Leon'un kendisi ne kadar güçlü olursa olsun, videodaki D Seviye Avcıların performansı D Seviyesinden çok uzaktı.
Örgüt, ağır insan hakları ihlalleri ve insanlık dışı muamelesi nedeniyle kısaca eleştirilmiş olsa da, yalnızca bir ay içinde rütbe yükseltme mucizesi sayısız Avcının umutla askere gitmesine neden oldu.
ve o dalgalanma kapısından kurtulan yeni kişi, Spero'nun Büyücü Kraliçesi.
En az S seviye bir Avcı ve nadir bulunan bir büyücü.
Güzelliği bir örtü tarafından gizlenmişti, ancak röportaj yapan bir muhabir onun yüzünü gördü ve bir baloncuk yığınına dönüştü.
O zamandan beri, Avcı Akademisi'nin toplu askere alma olayı, Ateş Kuşu ve Altın Aslan Loncası'nın Jeju Adası Kapısı'na başarısız saldırısı, Şeytan Arşidük'ün ortaya çıkışı ve yenilgisi, 10.000 kikiruk'un yer değiştirmesi, vb........
TTG Guild her konunun merkezinde yer aldı ve bu durum resmi TTG Guild YouTube kanalında ayrıntılı bir şekilde belgelendi.
ve şimdi TTG Loncası'nın ortaya çıkışından bu yana dört ay geçti.
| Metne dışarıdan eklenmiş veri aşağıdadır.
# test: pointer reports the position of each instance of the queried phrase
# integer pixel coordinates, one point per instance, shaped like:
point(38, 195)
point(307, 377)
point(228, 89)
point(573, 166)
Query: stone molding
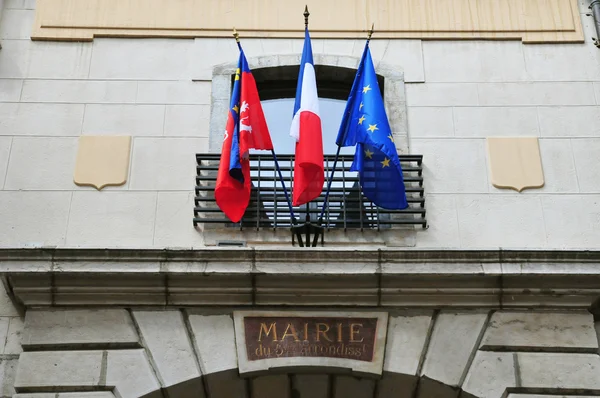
point(320, 277)
point(533, 21)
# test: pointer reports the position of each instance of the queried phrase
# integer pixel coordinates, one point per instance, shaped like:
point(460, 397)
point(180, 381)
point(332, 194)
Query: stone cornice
point(300, 277)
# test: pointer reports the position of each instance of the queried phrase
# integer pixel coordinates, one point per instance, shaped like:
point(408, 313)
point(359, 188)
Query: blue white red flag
point(306, 129)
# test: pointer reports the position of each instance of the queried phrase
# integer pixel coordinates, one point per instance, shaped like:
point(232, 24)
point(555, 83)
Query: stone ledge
point(425, 278)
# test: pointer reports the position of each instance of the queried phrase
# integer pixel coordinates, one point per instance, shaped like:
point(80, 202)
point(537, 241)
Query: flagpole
point(338, 151)
point(236, 35)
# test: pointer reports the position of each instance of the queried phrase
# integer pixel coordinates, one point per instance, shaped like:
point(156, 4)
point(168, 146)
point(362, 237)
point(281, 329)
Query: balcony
point(347, 208)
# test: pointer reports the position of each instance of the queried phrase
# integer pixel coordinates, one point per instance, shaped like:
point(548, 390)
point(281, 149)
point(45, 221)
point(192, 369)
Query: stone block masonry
point(498, 352)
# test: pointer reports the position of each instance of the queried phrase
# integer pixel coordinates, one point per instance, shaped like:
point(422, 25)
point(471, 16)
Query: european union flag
point(365, 125)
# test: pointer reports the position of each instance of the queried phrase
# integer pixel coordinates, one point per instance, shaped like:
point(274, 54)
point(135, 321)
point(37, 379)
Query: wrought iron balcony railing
point(347, 207)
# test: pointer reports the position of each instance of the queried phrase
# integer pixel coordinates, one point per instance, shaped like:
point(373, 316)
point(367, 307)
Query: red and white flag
point(246, 129)
point(306, 129)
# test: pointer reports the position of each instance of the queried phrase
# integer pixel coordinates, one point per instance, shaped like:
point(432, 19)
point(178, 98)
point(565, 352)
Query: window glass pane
point(279, 119)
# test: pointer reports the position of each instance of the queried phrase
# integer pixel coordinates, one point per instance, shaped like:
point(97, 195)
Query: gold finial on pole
point(371, 31)
point(306, 15)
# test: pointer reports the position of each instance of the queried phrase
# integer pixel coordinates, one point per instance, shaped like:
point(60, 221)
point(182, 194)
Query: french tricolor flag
point(306, 129)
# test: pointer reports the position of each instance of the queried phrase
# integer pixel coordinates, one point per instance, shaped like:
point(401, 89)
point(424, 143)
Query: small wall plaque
point(353, 340)
point(102, 161)
point(515, 162)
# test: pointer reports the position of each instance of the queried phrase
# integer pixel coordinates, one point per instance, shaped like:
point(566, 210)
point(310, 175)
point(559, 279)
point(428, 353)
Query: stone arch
point(324, 383)
point(190, 353)
point(394, 91)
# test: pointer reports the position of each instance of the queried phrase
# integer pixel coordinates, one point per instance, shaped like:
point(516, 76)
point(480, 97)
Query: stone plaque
point(285, 339)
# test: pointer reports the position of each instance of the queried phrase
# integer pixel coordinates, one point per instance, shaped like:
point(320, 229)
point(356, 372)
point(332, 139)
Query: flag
point(365, 125)
point(246, 129)
point(306, 129)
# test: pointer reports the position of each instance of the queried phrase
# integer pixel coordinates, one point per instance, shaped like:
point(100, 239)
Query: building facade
point(117, 284)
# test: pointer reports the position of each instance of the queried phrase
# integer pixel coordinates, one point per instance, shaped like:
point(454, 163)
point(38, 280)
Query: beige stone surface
point(78, 327)
point(490, 374)
point(6, 306)
point(165, 337)
point(405, 343)
point(453, 340)
point(8, 370)
point(212, 331)
point(59, 368)
point(532, 21)
point(13, 337)
point(276, 386)
point(567, 371)
point(522, 330)
point(130, 372)
point(102, 161)
point(515, 163)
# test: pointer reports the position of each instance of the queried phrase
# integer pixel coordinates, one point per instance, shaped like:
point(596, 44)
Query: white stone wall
point(192, 353)
point(11, 327)
point(158, 91)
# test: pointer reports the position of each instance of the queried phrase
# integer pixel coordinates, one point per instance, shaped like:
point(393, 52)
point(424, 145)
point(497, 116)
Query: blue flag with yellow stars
point(365, 125)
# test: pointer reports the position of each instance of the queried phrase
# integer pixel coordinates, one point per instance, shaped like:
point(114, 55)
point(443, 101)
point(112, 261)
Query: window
point(347, 209)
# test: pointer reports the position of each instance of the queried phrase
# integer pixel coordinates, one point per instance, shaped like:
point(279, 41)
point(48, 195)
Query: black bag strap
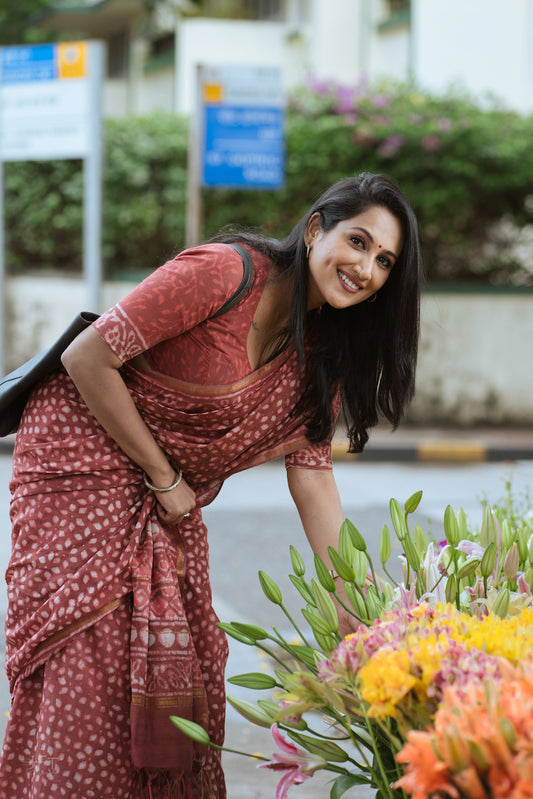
point(246, 282)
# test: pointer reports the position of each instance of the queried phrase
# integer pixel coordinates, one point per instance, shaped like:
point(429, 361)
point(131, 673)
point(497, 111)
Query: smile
point(349, 284)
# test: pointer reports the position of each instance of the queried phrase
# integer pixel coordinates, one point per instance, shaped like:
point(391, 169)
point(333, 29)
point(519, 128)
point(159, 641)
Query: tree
point(17, 21)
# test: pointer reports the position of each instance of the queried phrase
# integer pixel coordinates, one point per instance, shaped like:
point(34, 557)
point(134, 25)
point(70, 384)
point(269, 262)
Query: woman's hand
point(174, 505)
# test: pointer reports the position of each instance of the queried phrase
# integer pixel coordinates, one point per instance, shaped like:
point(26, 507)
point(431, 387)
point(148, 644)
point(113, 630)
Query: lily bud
point(510, 564)
point(250, 712)
point(356, 601)
point(411, 554)
point(488, 560)
point(462, 524)
point(329, 750)
point(468, 568)
point(343, 569)
point(270, 589)
point(451, 528)
point(413, 502)
point(315, 621)
point(450, 591)
point(256, 680)
point(297, 561)
point(191, 730)
point(325, 605)
point(357, 539)
point(420, 540)
point(384, 545)
point(488, 534)
point(398, 519)
point(324, 575)
point(360, 567)
point(521, 540)
point(501, 605)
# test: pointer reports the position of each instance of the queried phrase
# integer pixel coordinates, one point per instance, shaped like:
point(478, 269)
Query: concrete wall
point(475, 364)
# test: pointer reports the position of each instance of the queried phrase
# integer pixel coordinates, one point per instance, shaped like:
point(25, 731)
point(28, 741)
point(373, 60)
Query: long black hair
point(368, 350)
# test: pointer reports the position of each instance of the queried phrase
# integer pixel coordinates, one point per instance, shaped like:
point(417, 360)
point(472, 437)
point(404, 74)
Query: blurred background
point(437, 94)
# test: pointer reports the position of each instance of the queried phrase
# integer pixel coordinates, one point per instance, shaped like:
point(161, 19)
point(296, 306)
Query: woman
point(110, 628)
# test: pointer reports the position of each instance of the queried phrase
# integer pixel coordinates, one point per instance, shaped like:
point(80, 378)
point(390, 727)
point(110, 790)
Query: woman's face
point(353, 260)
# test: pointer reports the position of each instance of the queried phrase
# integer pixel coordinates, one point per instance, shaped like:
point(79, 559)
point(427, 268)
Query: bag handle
point(246, 282)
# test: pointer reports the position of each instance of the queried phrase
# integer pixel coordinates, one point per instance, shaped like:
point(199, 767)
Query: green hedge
point(467, 170)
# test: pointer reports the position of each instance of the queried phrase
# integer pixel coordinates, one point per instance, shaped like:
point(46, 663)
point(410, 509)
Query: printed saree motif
point(86, 538)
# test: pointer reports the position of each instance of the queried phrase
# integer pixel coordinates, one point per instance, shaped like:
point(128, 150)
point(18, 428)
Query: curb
point(435, 451)
point(415, 451)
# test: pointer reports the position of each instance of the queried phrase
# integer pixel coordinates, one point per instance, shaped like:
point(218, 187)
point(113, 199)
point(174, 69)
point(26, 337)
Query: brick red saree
point(110, 628)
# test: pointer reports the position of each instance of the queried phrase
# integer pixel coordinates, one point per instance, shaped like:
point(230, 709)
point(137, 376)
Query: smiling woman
point(347, 265)
point(110, 628)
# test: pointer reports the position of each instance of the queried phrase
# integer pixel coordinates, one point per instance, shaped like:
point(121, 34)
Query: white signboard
point(45, 101)
point(50, 107)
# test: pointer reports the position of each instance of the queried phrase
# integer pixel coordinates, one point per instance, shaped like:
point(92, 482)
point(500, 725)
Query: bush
point(467, 170)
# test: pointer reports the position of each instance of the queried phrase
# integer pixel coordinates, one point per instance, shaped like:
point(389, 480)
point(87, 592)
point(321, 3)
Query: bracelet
point(162, 490)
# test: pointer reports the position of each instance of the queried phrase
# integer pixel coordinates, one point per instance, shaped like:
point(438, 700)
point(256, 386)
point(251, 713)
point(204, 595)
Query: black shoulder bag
point(16, 386)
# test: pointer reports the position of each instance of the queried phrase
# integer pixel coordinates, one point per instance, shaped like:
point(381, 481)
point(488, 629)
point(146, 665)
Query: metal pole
point(92, 186)
point(3, 297)
point(194, 210)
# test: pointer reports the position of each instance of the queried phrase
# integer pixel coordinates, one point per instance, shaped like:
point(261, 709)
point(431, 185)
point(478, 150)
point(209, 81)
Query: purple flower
point(471, 549)
point(431, 143)
point(299, 764)
point(391, 145)
point(380, 101)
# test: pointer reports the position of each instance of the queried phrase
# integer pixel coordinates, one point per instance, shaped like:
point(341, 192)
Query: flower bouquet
point(432, 695)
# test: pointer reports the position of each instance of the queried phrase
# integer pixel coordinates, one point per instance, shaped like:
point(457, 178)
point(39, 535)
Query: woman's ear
point(313, 229)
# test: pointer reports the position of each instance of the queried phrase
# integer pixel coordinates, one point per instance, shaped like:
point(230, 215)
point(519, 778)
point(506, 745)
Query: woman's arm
point(316, 497)
point(317, 500)
point(93, 367)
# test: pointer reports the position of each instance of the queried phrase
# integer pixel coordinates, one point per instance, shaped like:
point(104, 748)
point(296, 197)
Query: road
point(251, 525)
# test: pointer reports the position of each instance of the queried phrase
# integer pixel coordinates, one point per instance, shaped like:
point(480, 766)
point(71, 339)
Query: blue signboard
point(28, 63)
point(244, 147)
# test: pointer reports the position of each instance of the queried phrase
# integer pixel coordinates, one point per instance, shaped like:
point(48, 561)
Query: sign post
point(50, 107)
point(238, 137)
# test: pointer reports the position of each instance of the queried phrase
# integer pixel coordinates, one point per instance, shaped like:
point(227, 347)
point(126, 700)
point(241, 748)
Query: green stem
point(288, 615)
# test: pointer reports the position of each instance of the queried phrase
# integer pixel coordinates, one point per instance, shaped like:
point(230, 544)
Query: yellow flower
point(385, 680)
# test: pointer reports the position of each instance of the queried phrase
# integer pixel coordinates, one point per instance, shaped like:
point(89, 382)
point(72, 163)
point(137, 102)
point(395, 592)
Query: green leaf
point(384, 545)
point(318, 746)
point(323, 574)
point(250, 630)
point(297, 561)
point(191, 729)
point(398, 519)
point(345, 782)
point(343, 569)
point(270, 589)
point(250, 712)
point(451, 528)
point(413, 502)
point(302, 587)
point(230, 630)
point(255, 680)
point(357, 539)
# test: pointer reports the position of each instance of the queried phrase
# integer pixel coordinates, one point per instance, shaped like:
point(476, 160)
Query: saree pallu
point(89, 553)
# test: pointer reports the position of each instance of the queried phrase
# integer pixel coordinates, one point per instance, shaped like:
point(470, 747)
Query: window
point(117, 55)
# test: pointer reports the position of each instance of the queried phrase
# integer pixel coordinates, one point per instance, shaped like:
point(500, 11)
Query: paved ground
point(253, 522)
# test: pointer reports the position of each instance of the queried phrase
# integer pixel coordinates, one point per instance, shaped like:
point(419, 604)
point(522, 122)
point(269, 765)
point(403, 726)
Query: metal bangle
point(163, 490)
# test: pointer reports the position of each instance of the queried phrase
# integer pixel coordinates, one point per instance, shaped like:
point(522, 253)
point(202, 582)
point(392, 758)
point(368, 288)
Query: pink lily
point(299, 764)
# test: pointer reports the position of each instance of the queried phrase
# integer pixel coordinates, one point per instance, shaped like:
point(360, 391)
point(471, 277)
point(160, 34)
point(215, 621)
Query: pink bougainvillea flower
point(299, 764)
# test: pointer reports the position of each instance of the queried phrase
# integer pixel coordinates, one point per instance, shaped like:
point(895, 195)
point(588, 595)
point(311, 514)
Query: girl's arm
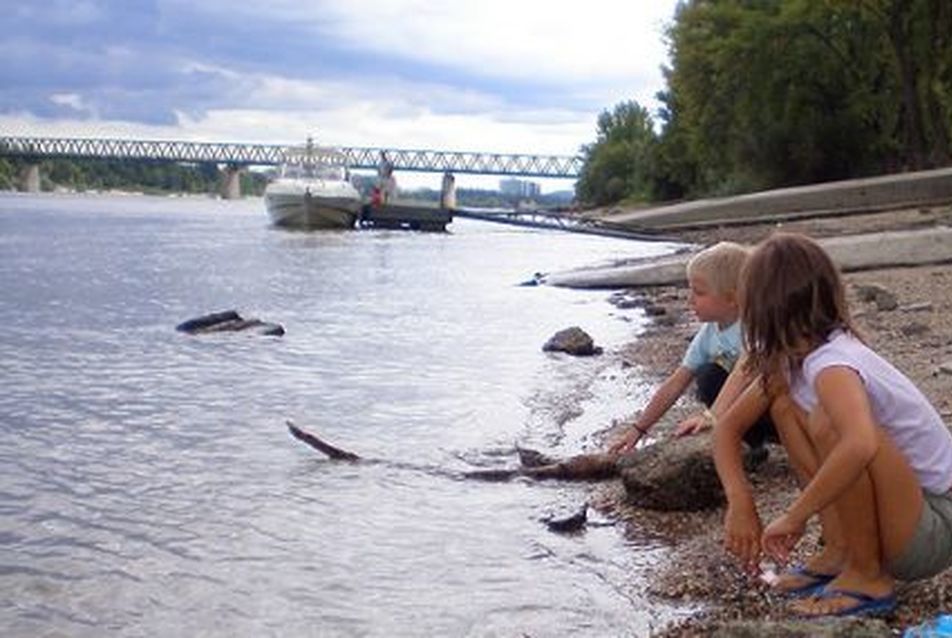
point(741, 523)
point(843, 399)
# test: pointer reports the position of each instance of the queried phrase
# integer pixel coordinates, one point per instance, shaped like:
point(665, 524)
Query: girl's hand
point(692, 425)
point(781, 536)
point(742, 529)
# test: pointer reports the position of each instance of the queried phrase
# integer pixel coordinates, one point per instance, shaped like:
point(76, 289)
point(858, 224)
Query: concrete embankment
point(924, 188)
point(852, 253)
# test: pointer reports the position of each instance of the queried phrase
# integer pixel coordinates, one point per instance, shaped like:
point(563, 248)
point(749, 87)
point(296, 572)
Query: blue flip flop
point(816, 582)
point(865, 605)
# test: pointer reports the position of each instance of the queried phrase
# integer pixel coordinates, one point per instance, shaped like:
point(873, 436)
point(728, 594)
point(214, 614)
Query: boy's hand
point(692, 425)
point(742, 534)
point(626, 443)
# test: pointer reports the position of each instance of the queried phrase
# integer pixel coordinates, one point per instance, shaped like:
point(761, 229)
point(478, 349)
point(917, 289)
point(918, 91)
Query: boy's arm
point(742, 527)
point(661, 401)
point(736, 382)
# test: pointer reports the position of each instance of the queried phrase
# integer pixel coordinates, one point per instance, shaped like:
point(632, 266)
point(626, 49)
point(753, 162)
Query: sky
point(501, 76)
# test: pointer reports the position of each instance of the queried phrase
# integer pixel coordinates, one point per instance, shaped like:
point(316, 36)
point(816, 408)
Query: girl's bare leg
point(882, 506)
point(791, 423)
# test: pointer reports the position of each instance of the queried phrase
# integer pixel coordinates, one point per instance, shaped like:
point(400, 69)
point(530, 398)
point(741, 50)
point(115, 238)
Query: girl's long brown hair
point(792, 297)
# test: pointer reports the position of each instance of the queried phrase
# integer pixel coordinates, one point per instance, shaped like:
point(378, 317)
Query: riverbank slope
point(909, 323)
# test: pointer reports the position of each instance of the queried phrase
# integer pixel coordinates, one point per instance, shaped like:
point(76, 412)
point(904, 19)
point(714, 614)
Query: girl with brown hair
point(872, 454)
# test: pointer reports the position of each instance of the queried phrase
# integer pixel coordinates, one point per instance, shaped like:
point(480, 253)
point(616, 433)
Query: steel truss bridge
point(242, 155)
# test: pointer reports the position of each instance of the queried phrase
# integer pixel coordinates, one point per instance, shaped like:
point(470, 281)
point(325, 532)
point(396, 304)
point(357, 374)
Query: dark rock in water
point(229, 321)
point(568, 524)
point(533, 458)
point(673, 475)
point(574, 341)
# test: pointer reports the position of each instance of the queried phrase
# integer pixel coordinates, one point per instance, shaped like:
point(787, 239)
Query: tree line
point(764, 94)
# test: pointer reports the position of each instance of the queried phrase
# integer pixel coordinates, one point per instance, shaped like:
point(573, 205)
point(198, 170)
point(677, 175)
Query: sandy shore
point(915, 335)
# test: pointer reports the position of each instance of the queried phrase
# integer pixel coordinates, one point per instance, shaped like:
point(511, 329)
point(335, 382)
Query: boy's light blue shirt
point(713, 345)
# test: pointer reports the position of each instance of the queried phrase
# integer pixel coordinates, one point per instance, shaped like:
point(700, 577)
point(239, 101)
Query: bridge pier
point(30, 178)
point(231, 182)
point(448, 192)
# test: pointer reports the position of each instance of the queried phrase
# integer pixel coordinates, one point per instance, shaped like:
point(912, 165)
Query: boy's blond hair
point(720, 266)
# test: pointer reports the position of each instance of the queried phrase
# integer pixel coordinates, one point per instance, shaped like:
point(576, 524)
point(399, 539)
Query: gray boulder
point(574, 341)
point(673, 475)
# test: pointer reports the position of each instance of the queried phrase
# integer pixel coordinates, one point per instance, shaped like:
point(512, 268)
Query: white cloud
point(594, 54)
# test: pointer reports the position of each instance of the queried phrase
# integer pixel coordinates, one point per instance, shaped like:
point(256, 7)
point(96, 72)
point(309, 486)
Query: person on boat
point(872, 454)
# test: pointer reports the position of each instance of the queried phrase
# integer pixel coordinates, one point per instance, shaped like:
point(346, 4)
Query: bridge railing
point(558, 166)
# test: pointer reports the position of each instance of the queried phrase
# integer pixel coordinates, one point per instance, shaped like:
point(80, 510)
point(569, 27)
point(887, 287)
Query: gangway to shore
point(554, 220)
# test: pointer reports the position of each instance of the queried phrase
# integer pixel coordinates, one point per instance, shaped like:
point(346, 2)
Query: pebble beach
point(905, 315)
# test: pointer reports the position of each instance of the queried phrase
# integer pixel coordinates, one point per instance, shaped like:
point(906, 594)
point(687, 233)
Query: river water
point(148, 484)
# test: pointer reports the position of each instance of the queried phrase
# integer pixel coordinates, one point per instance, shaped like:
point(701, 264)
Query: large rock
point(673, 475)
point(574, 341)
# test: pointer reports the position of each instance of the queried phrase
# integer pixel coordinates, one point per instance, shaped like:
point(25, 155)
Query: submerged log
point(228, 321)
point(671, 475)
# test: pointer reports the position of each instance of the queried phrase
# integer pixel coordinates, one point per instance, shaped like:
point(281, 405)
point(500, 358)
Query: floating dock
point(405, 217)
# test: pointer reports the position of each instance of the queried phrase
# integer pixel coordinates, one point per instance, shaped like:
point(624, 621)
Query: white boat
point(312, 190)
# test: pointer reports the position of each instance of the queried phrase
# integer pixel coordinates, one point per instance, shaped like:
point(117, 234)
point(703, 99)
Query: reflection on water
point(147, 483)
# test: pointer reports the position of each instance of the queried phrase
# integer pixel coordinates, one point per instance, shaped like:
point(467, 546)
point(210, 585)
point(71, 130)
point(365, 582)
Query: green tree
point(619, 164)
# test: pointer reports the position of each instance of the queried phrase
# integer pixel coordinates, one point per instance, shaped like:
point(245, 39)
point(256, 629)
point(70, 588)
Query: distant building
point(519, 188)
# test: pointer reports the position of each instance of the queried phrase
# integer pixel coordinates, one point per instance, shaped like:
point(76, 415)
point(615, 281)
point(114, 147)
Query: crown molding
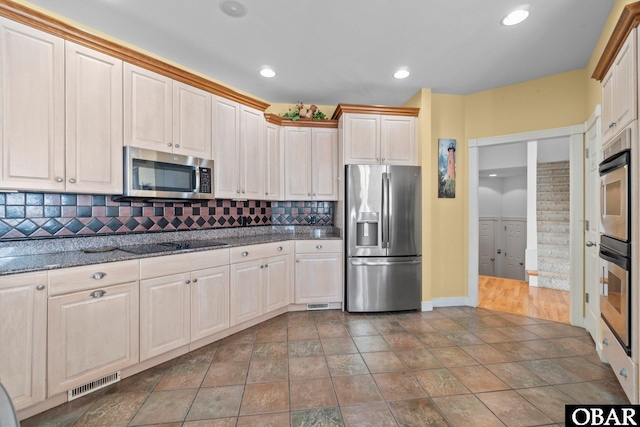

Ünlü TTG Loncası dördüncü dalga üyeyi almak üzereyken yeniden ilgi odağı haline geldiler.
-Dostum, burası bir şaka.
-Ne?
– Otobüste bir kamyon dolusu Avcı var.
-Sanırım onlar TTG Loncasından. Yappy'yi gördüm.
-...bir sürü kikiruk da vardı.
Bu bir ordu yürüyüşüydü.
TTG Loncası çoğu loncadan daha büyüktür.
Genellikle bir lonca, baskın ekibi oluşturmak için sınırlı sayıda lonca üyesini seçer.
Genellikle 50 kişi, ikinci istila ekibi ve yedek için 100 kişi saysanız bile yaklaşık 130 kişi olur.
Bu sadece kapılara teklif verebilen ve zaman zaman kapıları değiştirebilen küçük ve orta büyüklükteki loncalar ve üzeri için geçerlidir.
İllerdeki loncalar genellikle 3-40 oyuncudan oluşan küçük gruplar halinde, yedekleri olmadan çalışırlar.
Ancak TTG Loncası temelde bir tedarik zinciriydi.
Birinci ve ikinci seviyedeki Silahşörler ve Şövalye Harbiyelilerin sayısı tek başına 300 civarındaydı. Buna üçüncü ve dördüncü nesil acemileri de ekleyince, bin kişi olur. Kikiruklardan hayatta kalan 10.000 kişiden yaklaşık 2000 savaşçı vardı.
Kikirukları da hesaba katarsak bu 3.000 kişilik insanüstü bir ordudur.
TTG Loncasının dört haftalık cehennem kursunu geçtikten sonra C sınıfı avcılara terfi ettikleri göz önüne alındığında, güçleri eşsizdir.
Herkes bunu küçük gruplar halinde yapıyor ama yalnızca TTG Loncası bir ordu düzenliyor.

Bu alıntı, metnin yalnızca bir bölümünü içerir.